The traditional flyover before the game was performed by an all-women pilot team, the first time ever. Wokity wokity woke.

There was also a moment when Doug Williams, holding the Lombardi Trophy, was introduced to the crowd. He was the first Black quarterback to ever start a Super Bowl.

One of the ads during the Super Bowl was for a Fox show about farmers dating called ‘Farmer Wants a Wife,’ and one of the farmers is Black. On a Fox show. You know when we got Black farmers on Fox, wokeness has run amok .

In the first half, after Chiefs tight end Travis Kelce scored, he broke out a highly NSFW version of the ‘stanky leg’ dance. I’m going to count that as part of the The Black Super Bowl, too.

Yes, some of this is tongue-in-cheek, but a lot isn’t. The Super Bowl has become not just a game or a party, but also in some ways a mirror for us all.
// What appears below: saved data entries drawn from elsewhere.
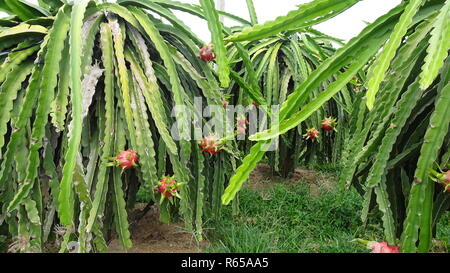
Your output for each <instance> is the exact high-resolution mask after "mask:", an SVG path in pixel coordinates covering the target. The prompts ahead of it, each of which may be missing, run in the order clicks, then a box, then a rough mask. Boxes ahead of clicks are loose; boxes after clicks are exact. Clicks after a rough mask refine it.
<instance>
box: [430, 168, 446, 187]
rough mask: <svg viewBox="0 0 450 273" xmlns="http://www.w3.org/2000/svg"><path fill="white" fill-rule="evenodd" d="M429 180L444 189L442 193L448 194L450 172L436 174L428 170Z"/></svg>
mask: <svg viewBox="0 0 450 273" xmlns="http://www.w3.org/2000/svg"><path fill="white" fill-rule="evenodd" d="M430 179H431V180H433V181H434V182H436V183H439V184H441V185H442V187H443V188H444V191H447V192H449V193H450V170H447V171H445V172H444V171H441V172H437V171H435V170H433V169H431V170H430Z"/></svg>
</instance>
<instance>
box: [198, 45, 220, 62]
mask: <svg viewBox="0 0 450 273" xmlns="http://www.w3.org/2000/svg"><path fill="white" fill-rule="evenodd" d="M200 59H202V60H203V61H206V62H211V61H214V60H215V59H216V54H215V53H214V48H213V46H212V45H211V44H209V45H207V46H204V47H202V49H200Z"/></svg>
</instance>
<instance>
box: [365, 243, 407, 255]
mask: <svg viewBox="0 0 450 273" xmlns="http://www.w3.org/2000/svg"><path fill="white" fill-rule="evenodd" d="M367 247H368V248H369V249H371V250H372V253H399V252H400V249H399V247H398V246H391V245H388V243H386V242H369V243H368V244H367Z"/></svg>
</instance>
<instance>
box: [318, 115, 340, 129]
mask: <svg viewBox="0 0 450 273" xmlns="http://www.w3.org/2000/svg"><path fill="white" fill-rule="evenodd" d="M321 124H322V129H324V130H325V131H327V132H330V131H335V130H336V126H337V122H336V119H335V118H333V117H329V118H326V119H324V120H322V123H321Z"/></svg>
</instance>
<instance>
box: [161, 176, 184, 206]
mask: <svg viewBox="0 0 450 273" xmlns="http://www.w3.org/2000/svg"><path fill="white" fill-rule="evenodd" d="M180 185H181V184H180V183H177V181H176V180H175V178H174V177H173V176H164V177H163V178H161V180H159V182H158V185H157V186H156V190H158V191H159V192H160V193H161V202H162V201H163V200H164V198H167V199H170V198H172V197H173V196H176V197H178V198H179V197H180V196H179V195H178V191H179V186H180Z"/></svg>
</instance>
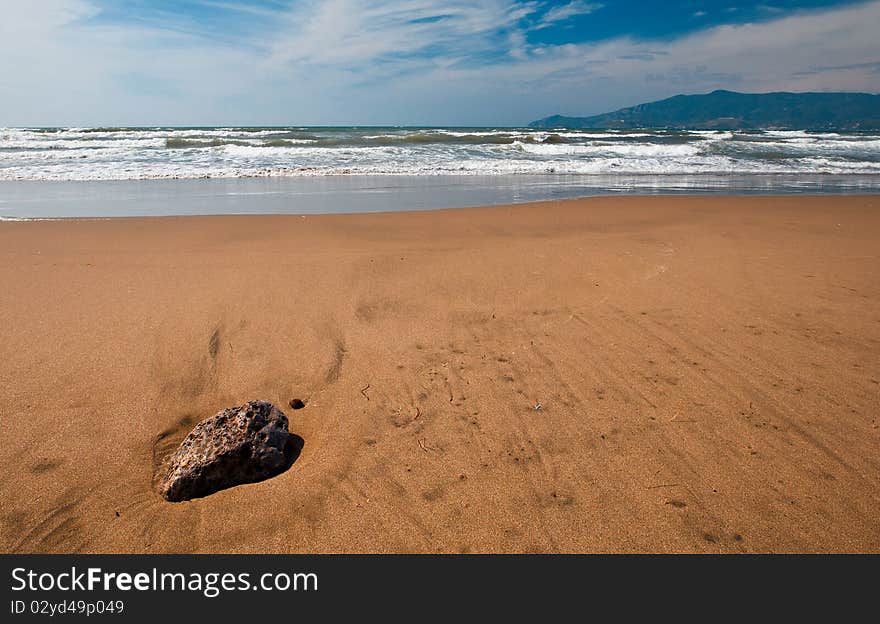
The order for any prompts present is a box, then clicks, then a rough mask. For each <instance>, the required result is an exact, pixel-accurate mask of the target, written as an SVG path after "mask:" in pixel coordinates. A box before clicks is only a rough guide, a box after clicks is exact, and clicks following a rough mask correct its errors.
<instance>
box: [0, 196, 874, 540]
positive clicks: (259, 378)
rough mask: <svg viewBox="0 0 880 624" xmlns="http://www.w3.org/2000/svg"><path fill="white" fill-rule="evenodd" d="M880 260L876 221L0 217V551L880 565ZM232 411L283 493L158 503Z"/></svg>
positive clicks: (707, 205)
mask: <svg viewBox="0 0 880 624" xmlns="http://www.w3.org/2000/svg"><path fill="white" fill-rule="evenodd" d="M878 241H880V197H878V196H867V197H776V198H766V197H740V198H736V197H728V198H719V197H712V198H709V197H678V198H662V197H655V198H644V197H630V198H594V199H587V200H575V201H566V202H556V203H541V204H531V205H519V206H505V207H491V208H477V209H461V210H450V211H437V212H422V213H395V214H366V215H327V216H308V217H298V216H239V217H236V216H223V217H180V218H173V217H169V218H153V219H113V220H75V221H40V222H2V223H0V258H2V262H0V326H2V328H3V334H2V336H3V337H2V340H0V435H2V439H3V441H4V444H3V445H2V446H0V465H2V471H0V475H2V476H0V551H2V552H451V553H457V552H596V551H602V552H631V551H637V552H670V551H674V552H780V551H796V552H803V551H806V552H813V551H823V552H824V551H835V552H841V551H846V552H850V551H856V552H880V453H878V448H880V429H878V426H880V422H878V416H880V385H878V384H880V262H878V259H880V258H878V256H880V251H878V250H880V244H878ZM294 398H300V399H302V400H304V401H305V403H306V407H305V408H303V409H300V410H296V411H294V410H292V409H290V408H289V407H287V404H288V402H289V401H290V400H291V399H294ZM251 399H266V400H270V401H273V402H275V403H276V404H278V405H280V406H283V408H284V411H285V413H286V414H287V415H288V417H290V420H291V430H292V431H293V432H294V433H296V434H297V435H299V436H301V437H302V439H303V440H304V447H303V449H302V453H301V455H300V456H299V458H298V459H297V461H296V462H295V463H294V464H293V466H292V467H291V468H290V470H288V471H287V472H285V473H283V474H282V475H280V476H278V477H275V478H273V479H270V480H267V481H264V482H261V483H256V484H250V485H244V486H239V487H236V488H232V489H228V490H224V491H222V492H219V493H217V494H214V495H212V496H209V497H206V498H202V499H197V500H193V501H190V502H185V503H168V502H165V501H164V500H162V499H161V498H160V497H159V496H158V494H157V493H156V487H155V486H156V482H157V480H158V478H160V477H161V475H162V471H163V469H164V462H165V461H166V459H167V456H168V455H169V454H170V453H171V452H173V450H174V449H175V448H176V446H177V445H178V444H179V443H180V441H181V440H182V439H183V437H184V436H185V435H186V433H187V432H188V431H189V430H190V429H191V428H192V427H193V426H194V425H195V423H196V422H198V421H199V420H200V419H202V418H205V417H208V416H210V415H212V414H214V413H215V412H217V411H218V410H220V409H221V408H224V407H228V406H232V405H239V404H241V403H244V402H245V401H248V400H251ZM539 404H540V406H541V407H540V409H536V406H537V405H539Z"/></svg>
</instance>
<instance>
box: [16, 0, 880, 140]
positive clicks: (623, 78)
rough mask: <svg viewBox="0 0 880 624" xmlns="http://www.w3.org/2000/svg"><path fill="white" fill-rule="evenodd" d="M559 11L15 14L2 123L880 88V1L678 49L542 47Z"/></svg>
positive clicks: (489, 115) (433, 118)
mask: <svg viewBox="0 0 880 624" xmlns="http://www.w3.org/2000/svg"><path fill="white" fill-rule="evenodd" d="M203 1H204V2H205V3H211V4H221V3H222V4H225V5H232V4H235V6H238V7H240V8H242V9H245V8H247V7H246V5H243V4H242V3H240V2H236V3H234V2H232V0H203ZM572 5H575V6H574V7H573V8H568V9H567V7H572ZM544 6H545V5H544V4H542V3H538V2H531V3H526V4H522V3H515V2H513V1H512V0H487V1H485V2H465V1H464V0H453V1H451V2H442V1H441V0H390V1H389V2H380V1H379V0H360V1H358V0H308V1H307V2H302V3H297V4H296V5H295V6H294V7H293V8H290V9H284V10H279V11H274V12H271V13H269V14H265V15H263V14H261V15H260V17H261V18H265V17H272V19H271V20H269V22H270V23H271V24H272V28H271V30H267V31H265V32H262V33H260V36H259V37H254V38H251V39H249V40H246V41H239V40H234V41H233V40H230V39H223V40H212V39H210V38H208V37H205V36H202V35H193V34H192V33H188V32H186V29H185V28H177V27H175V26H167V25H166V26H163V27H160V26H159V25H157V24H154V25H152V26H146V25H139V26H135V25H118V24H117V25H111V24H103V25H98V24H100V22H95V21H93V20H90V18H91V17H93V16H94V15H95V14H96V11H97V9H96V7H95V5H94V4H93V3H92V2H90V1H89V0H42V1H41V2H38V3H37V2H35V3H27V4H26V3H21V2H16V1H14V0H0V76H2V77H3V78H2V80H0V126H3V125H37V124H40V125H47V124H48V125H56V124H58V125H97V124H102V125H104V124H106V125H119V124H168V123H175V124H212V123H217V124H238V123H294V124H321V123H343V124H344V123H412V124H450V125H451V124H467V123H473V124H504V123H523V122H526V121H529V120H531V119H534V118H536V117H541V116H544V115H547V114H552V113H556V112H561V113H566V114H589V113H596V112H603V111H605V110H608V109H611V108H615V107H618V106H623V105H630V104H635V103H638V102H641V101H647V100H651V99H657V98H660V97H666V96H668V95H672V94H674V93H677V92H699V91H708V90H711V89H715V88H735V89H737V90H742V91H767V90H780V89H785V90H859V91H880V71H878V69H877V68H878V65H877V62H878V61H880V50H878V48H877V44H876V24H878V23H880V2H870V3H866V4H860V5H856V6H851V7H849V8H842V9H835V10H828V11H822V12H809V13H803V14H796V15H792V16H789V17H782V18H778V19H775V20H773V21H766V22H761V23H754V24H743V25H736V26H721V27H715V28H710V29H705V30H702V31H699V32H696V33H694V34H691V35H688V36H684V37H679V38H678V39H674V40H671V41H666V40H664V41H640V40H635V39H632V38H619V39H614V40H610V41H604V42H600V43H593V44H565V45H535V44H530V43H529V42H528V28H534V27H535V26H536V25H538V23H537V21H536V20H540V19H541V18H540V16H541V15H544V11H543V7H544ZM587 6H589V4H588V3H584V2H572V3H570V4H569V5H563V6H562V7H559V10H560V11H562V10H563V9H565V10H568V11H574V10H585V7H587ZM551 10H552V9H551ZM560 15H562V16H563V17H559V16H560ZM565 15H566V13H565V12H564V11H563V12H562V13H557V14H556V16H557V17H558V18H559V19H567V18H566V17H565ZM571 15H574V13H571V14H570V15H569V17H570V16H571ZM545 18H546V15H545ZM559 23H563V22H559ZM529 24H531V26H529Z"/></svg>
It reflects what we love, what we believe in, what we hate, what we want, what we don’t.

To some, the NFL is trying too hard to satisfy people of color and the woke mob. (Does anyone have a home base for the woke mob so I can visit?) But even if you know the NFL just a little bit, I mean a teensy-weensy bit, the league is only partially doing that.
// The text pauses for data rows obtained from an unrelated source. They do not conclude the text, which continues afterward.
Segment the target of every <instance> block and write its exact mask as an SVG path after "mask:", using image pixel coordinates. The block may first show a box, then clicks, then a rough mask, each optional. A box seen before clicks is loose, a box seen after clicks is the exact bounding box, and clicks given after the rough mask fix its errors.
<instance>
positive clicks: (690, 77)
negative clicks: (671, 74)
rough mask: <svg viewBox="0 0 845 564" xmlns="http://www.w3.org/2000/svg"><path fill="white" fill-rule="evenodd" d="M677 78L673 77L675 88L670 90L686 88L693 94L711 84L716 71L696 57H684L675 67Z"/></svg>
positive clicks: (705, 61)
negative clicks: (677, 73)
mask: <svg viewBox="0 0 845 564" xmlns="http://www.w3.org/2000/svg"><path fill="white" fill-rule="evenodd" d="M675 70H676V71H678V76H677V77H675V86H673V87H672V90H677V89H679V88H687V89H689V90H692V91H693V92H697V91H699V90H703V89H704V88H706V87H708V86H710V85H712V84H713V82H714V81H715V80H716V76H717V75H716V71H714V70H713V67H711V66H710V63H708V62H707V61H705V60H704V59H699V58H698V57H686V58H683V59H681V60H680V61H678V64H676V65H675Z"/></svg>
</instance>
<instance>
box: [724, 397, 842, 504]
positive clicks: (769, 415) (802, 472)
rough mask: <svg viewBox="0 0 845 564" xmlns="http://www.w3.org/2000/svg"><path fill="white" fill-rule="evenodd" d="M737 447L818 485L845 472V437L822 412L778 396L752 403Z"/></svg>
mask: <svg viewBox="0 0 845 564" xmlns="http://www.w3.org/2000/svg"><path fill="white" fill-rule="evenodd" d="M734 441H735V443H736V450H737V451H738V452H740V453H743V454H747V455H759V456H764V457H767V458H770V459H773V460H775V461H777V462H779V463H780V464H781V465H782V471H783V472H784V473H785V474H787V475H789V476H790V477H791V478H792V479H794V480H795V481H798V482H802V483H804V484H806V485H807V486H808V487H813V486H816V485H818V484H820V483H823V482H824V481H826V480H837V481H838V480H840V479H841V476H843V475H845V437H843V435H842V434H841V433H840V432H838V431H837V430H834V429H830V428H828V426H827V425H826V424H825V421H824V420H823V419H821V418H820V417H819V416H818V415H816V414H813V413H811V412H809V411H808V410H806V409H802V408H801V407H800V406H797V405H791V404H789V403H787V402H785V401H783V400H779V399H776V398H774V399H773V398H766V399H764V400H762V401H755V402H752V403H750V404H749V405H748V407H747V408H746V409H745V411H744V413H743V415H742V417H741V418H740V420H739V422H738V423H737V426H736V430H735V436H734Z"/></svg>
What the league has actually done is take incremental steps to this place, and even those steps actually aren’t a huge deal. Singing the Black national anthem is miniscule progress.

The bottom line is even these small moves, made only really within the past several years, drive some people bonkers. Think about how long some version of professional football has been around, about a century or so, and these are the only real actions the league has taken that resemble anything close to being progressive. For much of the league’s existence, it’s fully embraced segregation at the quarterback position and racism against Black coaches.

That’s why these steps look so transformative when they’re really pretty basic.

What’s that saying? When you’re used to privilege, equality feels like oppression.

I’m looking forward to the next Black Super Bowl … when Roger Goodell does the ‘stanky leg.’

Actually, never mind on that last point.